All this is what made the site so important that it is renowned world-wide, and further excavations and discoveries over the years have only added to the interest and understanding of the time period. Recent research has made another important discovery – that us good old Yorkshire folk were as hardy in extreme weather back then as we are today!

A study at the site suggests the pioneering early people who settled there at the end of the last ice age carried on with life as usual despite plummeting temperatures. Leading researchers based at Royal Holloway University of London, and the University of York, found that a dramatic climate event with a sudden drop in average temperatures, severe enough to halt the development of woodland, had no substantial impact on human activity at Star Carr.

Simon Blockley, Professor of Quaternary Science at Royal Holloway, said: “It has been argued that abrupt climatic events may have caused a crash in Mesolithic populations in Northern Britain, but our study reveals, that at least in the case of the colonisers at Star Carr, early communities were able to cope with extreme and persistent climate events. We found people were in fact far more affected by smaller, localised changes to their environment – Star Carr was once the site of an extensive lake and people lived around its edge. Over time the lake gradually became shallower and boggier, turning into fenland which eventually forced settlers to abandon the area.”

The rich archaeological record at Star Carr gave the researchers the rare opportunity to directly compare the paleoclimate record with evidence of human activity through time in the same location.

The researchers examined human activity by looking at archaeological remains recovered from the layers of wetland deposits at the edge of the extensive former lake basin, situated in the Vale of Pickering. Large quantities of artefacts and bones preserved in the lake muds were radiocarbon dated. Pollen, macrofossils and isotopes taken from lake sediment cores allowed the researchers to build a high-resolution picture of the climate of the area over thousands of years.

■ Excavating the central platform. Image © Star Carr and the University of York

The team identified two episodes of extreme cooling which saw average temperatures drop significantly. The first of these events occurred very early after humans began to return to the area after the last ice age. The evidence indicates that these conditions may have slowed down the progress and activity of a community in the early stages of settlement. However, the second of these events, which occurred later when the community was more established, appears to have had very little impact.
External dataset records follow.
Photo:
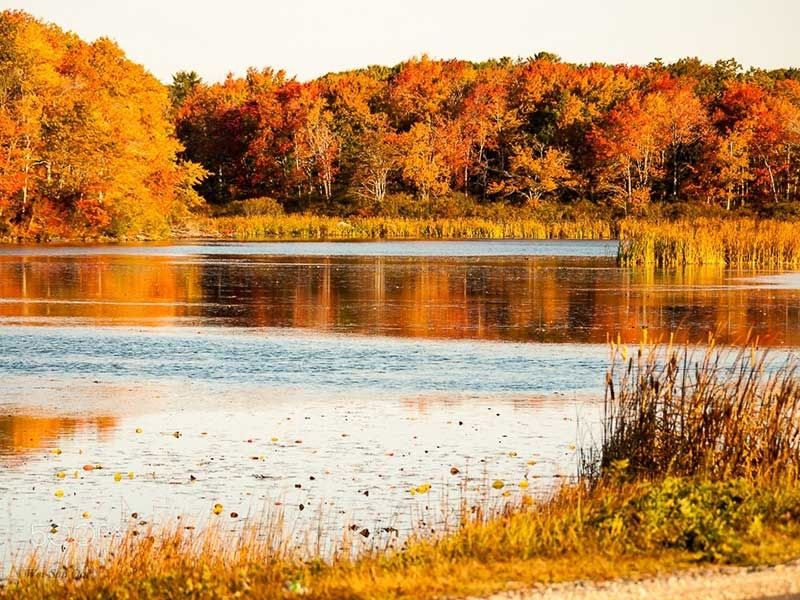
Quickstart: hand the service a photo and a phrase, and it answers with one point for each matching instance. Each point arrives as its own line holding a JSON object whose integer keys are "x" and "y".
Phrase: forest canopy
{"x": 93, "y": 144}
{"x": 87, "y": 141}
{"x": 514, "y": 131}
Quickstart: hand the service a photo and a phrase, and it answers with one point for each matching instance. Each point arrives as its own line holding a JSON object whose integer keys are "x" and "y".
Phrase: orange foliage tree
{"x": 88, "y": 145}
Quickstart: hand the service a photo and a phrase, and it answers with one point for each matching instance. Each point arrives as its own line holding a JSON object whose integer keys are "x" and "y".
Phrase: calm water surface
{"x": 332, "y": 376}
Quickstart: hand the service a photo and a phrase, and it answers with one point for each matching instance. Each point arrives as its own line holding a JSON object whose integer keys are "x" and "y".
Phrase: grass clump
{"x": 701, "y": 412}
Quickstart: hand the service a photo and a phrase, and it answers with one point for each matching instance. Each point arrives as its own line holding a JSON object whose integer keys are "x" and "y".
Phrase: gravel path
{"x": 774, "y": 583}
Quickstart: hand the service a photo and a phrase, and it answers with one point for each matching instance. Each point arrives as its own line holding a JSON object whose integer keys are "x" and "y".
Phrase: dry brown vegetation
{"x": 697, "y": 464}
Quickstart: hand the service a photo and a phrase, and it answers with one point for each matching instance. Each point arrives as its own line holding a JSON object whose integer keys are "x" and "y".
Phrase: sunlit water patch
{"x": 330, "y": 427}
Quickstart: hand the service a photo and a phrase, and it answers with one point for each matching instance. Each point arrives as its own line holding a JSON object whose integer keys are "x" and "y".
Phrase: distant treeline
{"x": 92, "y": 144}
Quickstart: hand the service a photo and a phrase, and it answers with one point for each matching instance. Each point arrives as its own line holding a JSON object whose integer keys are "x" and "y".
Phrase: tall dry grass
{"x": 700, "y": 412}
{"x": 741, "y": 242}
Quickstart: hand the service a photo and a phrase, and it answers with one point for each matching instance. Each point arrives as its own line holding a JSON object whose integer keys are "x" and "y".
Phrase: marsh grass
{"x": 314, "y": 227}
{"x": 740, "y": 242}
{"x": 612, "y": 529}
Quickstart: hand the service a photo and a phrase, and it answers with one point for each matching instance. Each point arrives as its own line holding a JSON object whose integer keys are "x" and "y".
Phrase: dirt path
{"x": 776, "y": 582}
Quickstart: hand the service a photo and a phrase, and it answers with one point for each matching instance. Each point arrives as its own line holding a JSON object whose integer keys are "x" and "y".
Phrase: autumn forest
{"x": 95, "y": 146}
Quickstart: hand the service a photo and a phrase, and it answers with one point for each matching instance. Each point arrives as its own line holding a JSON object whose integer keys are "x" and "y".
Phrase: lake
{"x": 324, "y": 379}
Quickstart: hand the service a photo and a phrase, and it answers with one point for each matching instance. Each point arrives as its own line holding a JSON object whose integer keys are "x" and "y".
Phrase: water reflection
{"x": 523, "y": 298}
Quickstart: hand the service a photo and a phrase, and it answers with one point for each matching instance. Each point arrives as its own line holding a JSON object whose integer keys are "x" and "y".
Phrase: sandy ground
{"x": 775, "y": 582}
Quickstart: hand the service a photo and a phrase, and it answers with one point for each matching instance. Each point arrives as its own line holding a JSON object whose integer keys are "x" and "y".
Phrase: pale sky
{"x": 309, "y": 38}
Professor Nicky Milner, senior author based at the University of York, added: “We have been working at Star Carr for about 15 years and the site has produced an incredibly rare glimpse into the world of our Mesolithic ancestors who lived at the end of the ice age. Putting this archaeological data into the context of the climate and environment is very exciting and shows that we need to keep an open mind when thinking about the effects of extreme climate on early populations.”

Even though it can be incredibly difficult to imagine life such a long time ago, we clearly have some things in common with our ancestors. We are famous ‘up North’ for our community spirit and resilience in the face of extreme weather conditions. Back in the Stone Age though, you couldn’t simply ‘get out your big coat’ but I am guessing extra layers of furs were required!